Animate Anyone isn’t entirely groundbreaking, but it has successfully navigated the challenging transition from "janky academic experiment" to "good enough to fool the casual observer." Currently, still images and text conversations are already dominating this space, fueling confusion over what’s real and what isn’t.
Image-to-video models work by extracting intricate details—such as facial features, patterns, and poses—from a source image, like a fashion photo showcasing a model in a dress. The system then generates a series of images where these details are mapped onto slightly altered poses, which can be motion-captured from other videos.
While earlier models proved the concept viable, they encountered numerous issues. Hallucination was a significant challenge; the model often had to invent realistic movements for elements like sleeves or hair, resulting in odd visuals that made the final video far from convincing. However, Animate Anyone has made marked improvements, though it still has room for growth.
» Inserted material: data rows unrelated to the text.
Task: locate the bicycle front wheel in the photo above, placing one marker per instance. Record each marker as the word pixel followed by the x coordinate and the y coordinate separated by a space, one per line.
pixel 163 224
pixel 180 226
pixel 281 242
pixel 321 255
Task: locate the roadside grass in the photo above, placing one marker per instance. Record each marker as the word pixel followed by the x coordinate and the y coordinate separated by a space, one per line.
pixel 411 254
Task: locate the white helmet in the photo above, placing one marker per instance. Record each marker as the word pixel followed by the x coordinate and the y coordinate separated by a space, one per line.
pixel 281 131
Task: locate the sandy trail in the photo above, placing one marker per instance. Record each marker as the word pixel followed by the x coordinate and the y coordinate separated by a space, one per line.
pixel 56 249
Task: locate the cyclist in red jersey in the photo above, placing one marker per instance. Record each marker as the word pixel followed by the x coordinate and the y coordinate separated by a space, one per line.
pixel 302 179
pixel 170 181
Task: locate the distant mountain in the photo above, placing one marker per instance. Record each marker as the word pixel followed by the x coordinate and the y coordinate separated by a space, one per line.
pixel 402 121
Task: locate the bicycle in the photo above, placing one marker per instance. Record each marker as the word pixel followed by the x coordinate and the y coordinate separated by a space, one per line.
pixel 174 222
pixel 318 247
The technical aspects of this new model may be complex for most, but the research highlights a crucial intermediate step that “enables the model to comprehensively learn the relationship with the reference image in a consistent feature space, significantly enhancing appearance detail preservation.” By retaining both basic and intricate details, the generated images have a more reliable foundation, leading to much-improved results.
The team showcases the model’s capabilities across various contexts. Fashion models seamlessly adopt arbitrary poses, 2D anime figures come to life and dance, and even Lionel Messi performs a few standard movements.
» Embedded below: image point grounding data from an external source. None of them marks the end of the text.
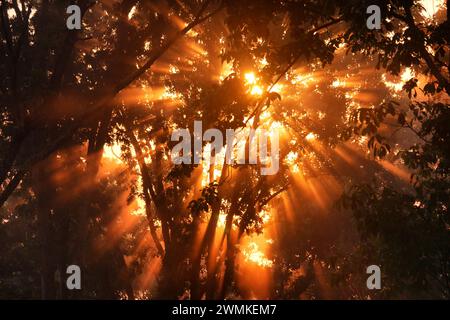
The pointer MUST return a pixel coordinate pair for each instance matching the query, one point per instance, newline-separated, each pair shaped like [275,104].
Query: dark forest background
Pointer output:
[86,177]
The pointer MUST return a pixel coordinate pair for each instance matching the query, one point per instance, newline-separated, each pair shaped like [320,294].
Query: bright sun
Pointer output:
[251,81]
However, the technology is still not flawless, especially regarding the depiction of eyes and hands, which remain problematic for generative models. Additionally, poses that deviate too far from the original image pose challenges; for instance, if a person turns around, the model struggles to adapt. Nevertheless, this represents a monumental leap from previous models that produced excessive artifacts or simply lost key details, such as hair color or clothing patterns.
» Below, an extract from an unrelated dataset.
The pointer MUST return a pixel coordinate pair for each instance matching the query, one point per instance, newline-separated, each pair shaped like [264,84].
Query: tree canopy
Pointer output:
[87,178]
It’s unsettling to think that with just one high-quality image, a malicious actor could create a convincing video impersonating you. Coupled with advancements in facial animation and voice capture technology, they could even simulate you saying or expressing anything they desire. While the technology remains too complex and unreliable for widespread application today, the rapid pace of advancements in AI suggests that may not be the case for long.
For now, the developers are holding off on releasing the code. Although they have a GitHub page, they state: “We are actively working on preparing the demo and code for public release. While we cannot commit to a specific release date at this moment, we assure you that our intention to provide access to both the demo and source code is firm.”
Will chaos ensue when the internet is suddenly inundated with these “dancefakes”? We’ll find out, and likely sooner than we expect.